I probably shouldn't do this," murmured the Helio Sequence's Brandon Summers before strumming a Bob Dylan tune at a songwriters' showcase some months ago. Against his better judgment, perhaps, Summers went ahead. The results were surprising and impressive. What Summers understood is that channeling Dylan's essence is a slippery slope—one left mostly to the yahoo-derelict-panhandlers on Venice Beach boardwalks, because doing Dylan properly is elusive, if not downright difficult. It's just that those burnouts, and the tourists who watch them, simply don't know any better.
Unabashedly mimicking Dylan's style within one's own work, meanwhile, is like asking to be kicked in the nuts. Then laughed at. Yet solo Swedish folksinger Kristian Matsson, under the moniker the Tallest Man on Earth has managed to make the theft strangely compelling. (After all, Dylan himself was a great thief).
Shallow Grave, Matsson's first full-length released earlier this year on Gravitation Records, draws heavily from Dylan's early solo work. Matsson pushes his reedy vocals through the back of his throat, and cops the trademark nasal near-whine, coloring the vowels bright and bold.
Perhaps Matsson is able to tramp down these similar roads with relative freedom because he isn't American. Indeed, the American experience is central to Dylan's best work, and there is a good chance no one will ever top his insight, timing, and commentary. Luckily, the bony European doesn't have to try.

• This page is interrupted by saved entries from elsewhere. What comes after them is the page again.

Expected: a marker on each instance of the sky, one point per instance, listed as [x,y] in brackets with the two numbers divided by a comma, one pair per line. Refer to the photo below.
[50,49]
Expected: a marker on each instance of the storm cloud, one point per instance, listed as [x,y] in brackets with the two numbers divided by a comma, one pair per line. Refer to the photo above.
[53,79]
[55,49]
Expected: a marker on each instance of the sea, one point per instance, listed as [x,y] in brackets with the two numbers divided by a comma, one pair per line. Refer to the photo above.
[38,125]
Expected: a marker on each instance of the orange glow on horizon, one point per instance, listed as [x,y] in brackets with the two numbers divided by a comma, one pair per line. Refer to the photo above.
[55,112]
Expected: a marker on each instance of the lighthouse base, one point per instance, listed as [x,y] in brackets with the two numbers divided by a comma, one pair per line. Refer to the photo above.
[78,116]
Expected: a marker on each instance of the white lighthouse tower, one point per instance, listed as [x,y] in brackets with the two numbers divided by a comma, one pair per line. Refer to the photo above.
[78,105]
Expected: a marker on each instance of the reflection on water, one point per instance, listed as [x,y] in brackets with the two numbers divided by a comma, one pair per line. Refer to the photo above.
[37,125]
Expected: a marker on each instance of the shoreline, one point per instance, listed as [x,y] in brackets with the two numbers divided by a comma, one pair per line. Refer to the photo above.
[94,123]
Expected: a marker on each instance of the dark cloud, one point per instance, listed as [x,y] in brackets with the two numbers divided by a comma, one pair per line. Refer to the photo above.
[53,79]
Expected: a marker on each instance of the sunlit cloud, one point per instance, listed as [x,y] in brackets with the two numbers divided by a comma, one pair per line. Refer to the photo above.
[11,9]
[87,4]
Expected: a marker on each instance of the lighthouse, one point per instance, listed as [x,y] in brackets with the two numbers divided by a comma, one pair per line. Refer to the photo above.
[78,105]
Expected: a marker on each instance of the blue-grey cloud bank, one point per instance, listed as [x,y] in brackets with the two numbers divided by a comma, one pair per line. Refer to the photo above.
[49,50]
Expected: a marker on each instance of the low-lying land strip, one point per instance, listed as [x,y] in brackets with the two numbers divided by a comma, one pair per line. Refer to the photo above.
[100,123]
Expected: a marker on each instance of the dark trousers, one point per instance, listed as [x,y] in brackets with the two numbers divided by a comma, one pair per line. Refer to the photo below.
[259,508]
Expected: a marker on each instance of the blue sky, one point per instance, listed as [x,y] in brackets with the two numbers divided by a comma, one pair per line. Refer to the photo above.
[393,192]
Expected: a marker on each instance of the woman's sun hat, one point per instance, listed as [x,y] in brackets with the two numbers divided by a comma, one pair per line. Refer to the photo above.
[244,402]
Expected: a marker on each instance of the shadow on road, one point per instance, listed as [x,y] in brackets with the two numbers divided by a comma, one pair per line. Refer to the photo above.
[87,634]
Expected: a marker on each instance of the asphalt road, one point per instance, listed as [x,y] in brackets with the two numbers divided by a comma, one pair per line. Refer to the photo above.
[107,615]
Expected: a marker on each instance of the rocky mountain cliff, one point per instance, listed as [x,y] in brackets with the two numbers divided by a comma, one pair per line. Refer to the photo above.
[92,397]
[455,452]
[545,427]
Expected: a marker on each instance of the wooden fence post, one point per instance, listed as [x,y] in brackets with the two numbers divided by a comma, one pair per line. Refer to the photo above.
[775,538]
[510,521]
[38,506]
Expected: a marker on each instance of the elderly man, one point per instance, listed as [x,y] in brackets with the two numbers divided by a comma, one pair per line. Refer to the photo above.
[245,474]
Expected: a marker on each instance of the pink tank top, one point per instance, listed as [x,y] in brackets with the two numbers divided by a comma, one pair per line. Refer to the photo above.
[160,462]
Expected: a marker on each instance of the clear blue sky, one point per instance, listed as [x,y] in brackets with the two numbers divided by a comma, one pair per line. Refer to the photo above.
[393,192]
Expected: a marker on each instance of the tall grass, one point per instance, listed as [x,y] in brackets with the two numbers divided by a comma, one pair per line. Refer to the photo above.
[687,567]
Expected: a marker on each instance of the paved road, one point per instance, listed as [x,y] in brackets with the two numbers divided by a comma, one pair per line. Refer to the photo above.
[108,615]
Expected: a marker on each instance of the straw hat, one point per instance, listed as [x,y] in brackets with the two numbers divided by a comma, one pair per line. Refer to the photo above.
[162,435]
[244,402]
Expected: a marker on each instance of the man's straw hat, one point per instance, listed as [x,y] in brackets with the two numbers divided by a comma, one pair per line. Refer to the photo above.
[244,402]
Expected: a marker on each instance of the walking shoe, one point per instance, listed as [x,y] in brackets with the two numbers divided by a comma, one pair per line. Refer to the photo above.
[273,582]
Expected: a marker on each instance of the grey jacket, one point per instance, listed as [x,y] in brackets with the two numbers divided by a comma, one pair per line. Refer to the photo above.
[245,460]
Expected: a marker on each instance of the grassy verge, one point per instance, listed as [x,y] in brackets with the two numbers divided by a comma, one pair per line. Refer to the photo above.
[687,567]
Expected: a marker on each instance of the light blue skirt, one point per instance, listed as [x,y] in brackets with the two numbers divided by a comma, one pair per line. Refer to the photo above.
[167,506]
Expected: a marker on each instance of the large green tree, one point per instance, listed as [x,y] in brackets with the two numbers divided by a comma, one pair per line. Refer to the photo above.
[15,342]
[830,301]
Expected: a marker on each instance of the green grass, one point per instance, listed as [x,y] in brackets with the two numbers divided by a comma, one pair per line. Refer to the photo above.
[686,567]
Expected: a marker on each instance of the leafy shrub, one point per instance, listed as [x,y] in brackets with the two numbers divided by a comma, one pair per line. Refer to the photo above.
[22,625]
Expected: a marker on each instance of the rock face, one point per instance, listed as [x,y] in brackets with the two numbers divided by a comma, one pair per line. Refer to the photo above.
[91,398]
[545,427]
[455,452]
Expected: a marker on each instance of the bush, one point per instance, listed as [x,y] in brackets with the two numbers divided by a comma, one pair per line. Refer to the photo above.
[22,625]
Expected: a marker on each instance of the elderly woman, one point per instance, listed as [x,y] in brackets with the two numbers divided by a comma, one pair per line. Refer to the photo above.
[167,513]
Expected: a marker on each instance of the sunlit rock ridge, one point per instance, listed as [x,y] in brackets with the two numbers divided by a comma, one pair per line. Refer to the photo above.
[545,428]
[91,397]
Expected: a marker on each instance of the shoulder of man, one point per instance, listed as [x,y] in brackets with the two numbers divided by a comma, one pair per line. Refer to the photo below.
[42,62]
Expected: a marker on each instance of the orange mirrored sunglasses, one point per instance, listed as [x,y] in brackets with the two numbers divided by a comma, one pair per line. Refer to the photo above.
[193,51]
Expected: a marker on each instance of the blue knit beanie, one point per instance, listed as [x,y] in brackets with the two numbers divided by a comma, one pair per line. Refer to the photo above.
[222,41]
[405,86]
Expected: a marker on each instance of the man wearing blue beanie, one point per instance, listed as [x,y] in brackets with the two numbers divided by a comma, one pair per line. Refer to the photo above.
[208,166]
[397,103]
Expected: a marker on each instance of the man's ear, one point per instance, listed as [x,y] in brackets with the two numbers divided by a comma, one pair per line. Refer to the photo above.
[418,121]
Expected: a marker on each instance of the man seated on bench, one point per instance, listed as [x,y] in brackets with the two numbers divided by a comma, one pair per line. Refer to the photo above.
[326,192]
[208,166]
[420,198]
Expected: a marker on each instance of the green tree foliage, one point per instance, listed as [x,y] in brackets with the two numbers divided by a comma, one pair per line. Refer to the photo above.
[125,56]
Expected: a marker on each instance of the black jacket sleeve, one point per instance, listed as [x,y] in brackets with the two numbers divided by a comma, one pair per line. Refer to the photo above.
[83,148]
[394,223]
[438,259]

And while Matsson employs the same styles—twisting phrases, rhythms, and melody with dense, picturesque imagery that, at times, defies any clear interpretation—his subjects are more introspective and murky, perhaps more fitting for this passive- aggressive generation. In the stirring, brilliant, and catchy "The Gardner," Matsson confesses a vicious defense of perceived inadequacies. Those who would dare share the lies he has told, or that "there ain't no cowboy in my hair," end up "beneath the lilies." He then sings: "So now we're dancing in the garden/and what a garden I have made/and now the death will grow my jasmine/I find it soothing, I'm afraid."
Perhaps the song idea—or the whole Dylan worship—sounds ridiculous, but I assure you it is not. Matsson is earnest and ripe with talent, and you probably haven't heard the last from him. And if at times it feels like you're listening to some recently uncovered tracks from the vaults of young Dylan, well, there ain't nothing wrong with that.